Scott Hinson: "I am an electrical engineer who does power electronics and acoustical design. I started designing speakers 25 years ago and I am still doing a lot of consulting design and help people create acoustic systems. I am -probably- best known in the audio world for a facebook page called DIYRM, which stands for Do It Yourself Reference Monitor. I try to help builders get the best sound design results by discussing practical engineering decisions they'll have to make in speaker design, pro or home.
My DIY page started a few years ago when I published a design in a Parts Express catalog using some of their Dayton Audio home drivers. That got me started writing technical papers and designs for the wider do-it-yourself community. I love to help people involved in home constructed systems, and work as a professional designer.
Besides working for several manufacturers who prefer not to reveal their names due to a non-disclosure agreement, I have completed projects for companies in Austin Texas like Alethia Sound. I generally solve engineering issues for these companies, so I do not own a company selling systems in my own brand name. I used to have a home audiophile company where I sold high end systems, but I have more fun and can get more of my designs in front of people helping other companies design speakers instead of building and marketing my own.
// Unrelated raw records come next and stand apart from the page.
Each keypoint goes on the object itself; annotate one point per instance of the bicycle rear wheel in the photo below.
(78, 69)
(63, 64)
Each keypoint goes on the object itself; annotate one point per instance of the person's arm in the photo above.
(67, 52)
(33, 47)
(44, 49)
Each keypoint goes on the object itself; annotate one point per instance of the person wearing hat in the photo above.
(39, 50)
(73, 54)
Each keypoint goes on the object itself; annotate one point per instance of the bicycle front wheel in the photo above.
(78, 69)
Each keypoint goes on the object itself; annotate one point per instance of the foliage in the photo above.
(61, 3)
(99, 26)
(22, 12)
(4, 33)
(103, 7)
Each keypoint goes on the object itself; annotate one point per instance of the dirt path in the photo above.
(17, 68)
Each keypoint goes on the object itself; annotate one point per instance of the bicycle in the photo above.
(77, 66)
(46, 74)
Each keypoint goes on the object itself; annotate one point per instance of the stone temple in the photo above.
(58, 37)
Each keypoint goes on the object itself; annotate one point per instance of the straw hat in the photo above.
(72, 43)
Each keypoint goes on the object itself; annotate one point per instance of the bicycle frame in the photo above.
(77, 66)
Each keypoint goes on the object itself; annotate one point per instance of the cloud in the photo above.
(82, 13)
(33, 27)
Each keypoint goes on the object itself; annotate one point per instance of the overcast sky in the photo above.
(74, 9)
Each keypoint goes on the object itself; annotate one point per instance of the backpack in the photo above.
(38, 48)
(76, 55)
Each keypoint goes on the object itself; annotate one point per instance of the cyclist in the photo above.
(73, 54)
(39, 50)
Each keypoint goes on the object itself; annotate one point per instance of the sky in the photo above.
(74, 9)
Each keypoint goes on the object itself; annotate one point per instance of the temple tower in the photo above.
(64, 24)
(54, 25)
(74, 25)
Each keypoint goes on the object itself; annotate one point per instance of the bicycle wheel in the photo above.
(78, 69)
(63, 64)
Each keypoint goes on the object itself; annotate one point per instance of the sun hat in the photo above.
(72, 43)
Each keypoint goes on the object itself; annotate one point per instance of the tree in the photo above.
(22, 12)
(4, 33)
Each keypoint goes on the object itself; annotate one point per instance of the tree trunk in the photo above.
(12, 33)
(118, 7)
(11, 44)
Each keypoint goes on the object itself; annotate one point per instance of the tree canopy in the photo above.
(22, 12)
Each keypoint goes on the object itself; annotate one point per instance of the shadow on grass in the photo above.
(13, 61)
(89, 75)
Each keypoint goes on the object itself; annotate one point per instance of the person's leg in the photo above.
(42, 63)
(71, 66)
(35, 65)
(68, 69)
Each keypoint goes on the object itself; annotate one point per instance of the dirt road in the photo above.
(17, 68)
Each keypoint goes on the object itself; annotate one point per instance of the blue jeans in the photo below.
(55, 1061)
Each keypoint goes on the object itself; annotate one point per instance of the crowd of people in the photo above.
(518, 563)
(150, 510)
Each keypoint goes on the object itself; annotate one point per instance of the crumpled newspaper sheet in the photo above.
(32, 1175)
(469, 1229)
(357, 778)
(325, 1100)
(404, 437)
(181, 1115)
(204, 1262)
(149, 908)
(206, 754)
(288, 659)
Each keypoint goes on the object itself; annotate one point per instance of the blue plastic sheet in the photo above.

My specialty is crossover designs so many times I am asked to help specify the drivers, enclosure volume and do initial prototype construction. Someone else completes the volume manufacturing work for a system. I spend a lot of time designing either a passive or an active crossover network for those designs to meet requirements for frequency response, uniformity, distortion, and directivity. I mostly do point source applications, especially for touring, festivals, music events, and portable systems for clubs where the artists bring in their heavy duty systems. My projects often involve a lot of electronic music so I have to make sure the system can withstand a lot of power and it must also sound very clear.
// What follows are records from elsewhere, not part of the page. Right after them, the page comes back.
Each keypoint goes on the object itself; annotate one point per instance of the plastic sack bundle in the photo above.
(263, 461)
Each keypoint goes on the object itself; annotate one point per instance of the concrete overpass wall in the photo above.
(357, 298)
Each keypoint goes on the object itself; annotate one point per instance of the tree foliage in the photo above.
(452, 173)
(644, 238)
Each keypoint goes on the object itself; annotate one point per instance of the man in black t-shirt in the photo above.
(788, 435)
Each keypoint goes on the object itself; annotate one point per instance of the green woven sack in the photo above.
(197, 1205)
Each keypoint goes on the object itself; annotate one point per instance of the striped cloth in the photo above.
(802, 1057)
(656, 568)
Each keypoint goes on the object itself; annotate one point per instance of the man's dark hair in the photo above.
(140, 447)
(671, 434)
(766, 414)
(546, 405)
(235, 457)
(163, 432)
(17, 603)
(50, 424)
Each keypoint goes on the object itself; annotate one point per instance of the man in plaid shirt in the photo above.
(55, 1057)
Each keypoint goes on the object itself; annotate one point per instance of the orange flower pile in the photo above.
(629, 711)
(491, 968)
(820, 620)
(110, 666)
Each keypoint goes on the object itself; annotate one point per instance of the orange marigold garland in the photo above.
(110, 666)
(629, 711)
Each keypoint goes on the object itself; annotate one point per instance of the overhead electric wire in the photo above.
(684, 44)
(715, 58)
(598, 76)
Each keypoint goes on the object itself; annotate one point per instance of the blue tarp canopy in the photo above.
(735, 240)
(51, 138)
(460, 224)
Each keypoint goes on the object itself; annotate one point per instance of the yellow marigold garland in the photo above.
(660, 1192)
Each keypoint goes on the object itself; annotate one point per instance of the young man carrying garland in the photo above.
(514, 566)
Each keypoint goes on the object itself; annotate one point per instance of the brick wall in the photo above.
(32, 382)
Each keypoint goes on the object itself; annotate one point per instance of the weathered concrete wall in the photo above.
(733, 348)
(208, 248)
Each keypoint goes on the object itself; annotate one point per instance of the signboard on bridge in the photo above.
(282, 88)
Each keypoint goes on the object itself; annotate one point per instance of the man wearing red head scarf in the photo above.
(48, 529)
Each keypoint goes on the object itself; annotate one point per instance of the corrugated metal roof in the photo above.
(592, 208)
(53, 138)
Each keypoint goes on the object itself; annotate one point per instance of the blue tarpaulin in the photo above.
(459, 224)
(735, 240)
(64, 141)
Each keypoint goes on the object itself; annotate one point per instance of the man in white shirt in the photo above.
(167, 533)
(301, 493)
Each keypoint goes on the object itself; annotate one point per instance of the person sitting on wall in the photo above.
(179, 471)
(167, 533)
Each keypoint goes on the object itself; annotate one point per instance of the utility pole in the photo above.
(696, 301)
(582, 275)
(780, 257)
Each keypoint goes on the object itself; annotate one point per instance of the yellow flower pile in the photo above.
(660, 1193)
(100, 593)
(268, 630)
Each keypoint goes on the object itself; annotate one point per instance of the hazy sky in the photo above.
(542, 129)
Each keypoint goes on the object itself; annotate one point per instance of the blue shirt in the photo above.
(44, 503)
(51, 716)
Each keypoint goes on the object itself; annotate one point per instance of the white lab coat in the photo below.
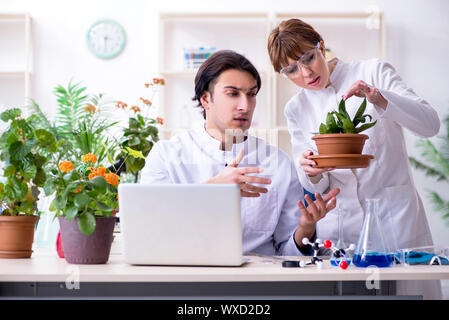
(269, 221)
(388, 177)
Among my favorite designs I've made is a double-18 using the FaitalPRO 18HP1030...and I was the first builder in the US to use the 8HX230 coax driver. I've also used and recommend the FaitalPRO 8RS250, 12FH530, 12FH520, HF100, HF10AK, STH100, and LTH102.
My favorite so far though is the 8HX230. In that driver I feel FaitalPRO's engineers did a wonderful job in balancing all the performance parameters to give a perfect tonality and I can use it with a passive crossover. A lot of times coaxial drivers have a horn flare in front of the woofer or the frequency response of the 2 drivers in the crossover region that is so rough it forces the use of an DSP crossover in order to do a good job. With the 230 series by FaitalPRO, the drivers are so smooth throughout the crossover region. They can handle use as monitors and balcony fill, even with a passive network without worrying of electronic processor settings or a powered box.
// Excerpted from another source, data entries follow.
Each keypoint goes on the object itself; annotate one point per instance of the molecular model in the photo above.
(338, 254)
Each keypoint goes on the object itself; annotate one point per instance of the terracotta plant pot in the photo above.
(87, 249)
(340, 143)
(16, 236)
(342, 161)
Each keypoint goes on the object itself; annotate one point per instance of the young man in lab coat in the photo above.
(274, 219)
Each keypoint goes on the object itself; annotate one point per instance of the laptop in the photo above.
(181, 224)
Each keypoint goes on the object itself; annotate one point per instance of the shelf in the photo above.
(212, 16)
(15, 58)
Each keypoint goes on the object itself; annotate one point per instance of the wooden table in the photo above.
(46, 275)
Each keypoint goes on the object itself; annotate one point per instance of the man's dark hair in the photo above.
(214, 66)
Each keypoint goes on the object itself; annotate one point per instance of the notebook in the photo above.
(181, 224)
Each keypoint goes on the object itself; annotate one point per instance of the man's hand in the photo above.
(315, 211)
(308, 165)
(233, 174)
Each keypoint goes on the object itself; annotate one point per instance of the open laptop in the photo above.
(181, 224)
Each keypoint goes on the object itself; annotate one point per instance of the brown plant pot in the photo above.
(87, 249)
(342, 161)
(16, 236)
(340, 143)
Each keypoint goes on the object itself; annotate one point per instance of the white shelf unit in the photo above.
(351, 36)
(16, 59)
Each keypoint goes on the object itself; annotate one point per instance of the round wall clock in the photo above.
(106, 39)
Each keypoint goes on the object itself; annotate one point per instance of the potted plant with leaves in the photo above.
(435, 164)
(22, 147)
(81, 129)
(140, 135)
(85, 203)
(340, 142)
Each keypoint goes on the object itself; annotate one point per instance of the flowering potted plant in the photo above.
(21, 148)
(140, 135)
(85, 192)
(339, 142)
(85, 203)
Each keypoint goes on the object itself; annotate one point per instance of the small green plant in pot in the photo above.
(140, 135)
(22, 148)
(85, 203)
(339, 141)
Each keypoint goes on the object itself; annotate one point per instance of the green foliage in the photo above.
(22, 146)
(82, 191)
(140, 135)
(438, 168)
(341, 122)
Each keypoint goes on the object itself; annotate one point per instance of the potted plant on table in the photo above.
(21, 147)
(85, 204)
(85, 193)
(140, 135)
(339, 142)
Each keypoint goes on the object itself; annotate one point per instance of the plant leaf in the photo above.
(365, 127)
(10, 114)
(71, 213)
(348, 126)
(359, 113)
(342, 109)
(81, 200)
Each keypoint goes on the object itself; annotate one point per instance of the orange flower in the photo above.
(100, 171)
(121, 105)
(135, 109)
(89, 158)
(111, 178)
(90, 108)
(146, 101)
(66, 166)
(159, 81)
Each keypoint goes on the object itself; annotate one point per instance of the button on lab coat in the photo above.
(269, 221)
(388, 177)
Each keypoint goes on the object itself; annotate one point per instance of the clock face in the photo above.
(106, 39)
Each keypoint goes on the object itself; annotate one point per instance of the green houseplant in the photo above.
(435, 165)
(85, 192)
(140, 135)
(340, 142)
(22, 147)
I use the 8HX230 for monitor applications, but I took it to a home audiophile store for one of their meetings because I wanted to dispel the myth that professional PA drivers don't sound good and only get loud. When those guys listened to it they were stunned and surprised to hear a sound that for home speakers usually costs substantially more.
We started playing quiet classical music on a powerful home amplifier with 200W per channel. The next person put on some heavy duty rock without realizing how much the volume had been turned up, and everybody in the building was shocked and startled by the pressure and the dynamic range capabilities of such small driver. The owner of the store was very worried we might have damaged the speaker but I just looked at him and said: "you must be kidding, you can play this volume all day long!"
Another driver I like a lot is the FaitalPRO 18HP1030. I published a design for it in a large Facebook group (16K members) and versions of it have been built all over the world. For that woofer I made a 360L enclosure tuned to 33-34Hz. It's suitable for a lot of modern music with very low frequency content. I spent months testing and documenting it's performance so that builders would understand it's capailities in real use. Many designs are published with box dimensions and that's it...I tested for distortion, compression, power handling and more.
I also like the FaitalPRO elliptical Tractrix horns, the STH100 and LTH102: they are fantastic with very smooth frequency response and low distortion. They work with a bunch of different compression drivers. The sound of those horns is never harsh or honkey.
One of the things I've discovered is that if you're trying to install or run a PA system, you'll do a better job if you know more information about the technical design which is why I try to publish as much information as I can. The response has been fantastic, I usually have 3000-5000 downloads for a paper or design in the first 24 hours."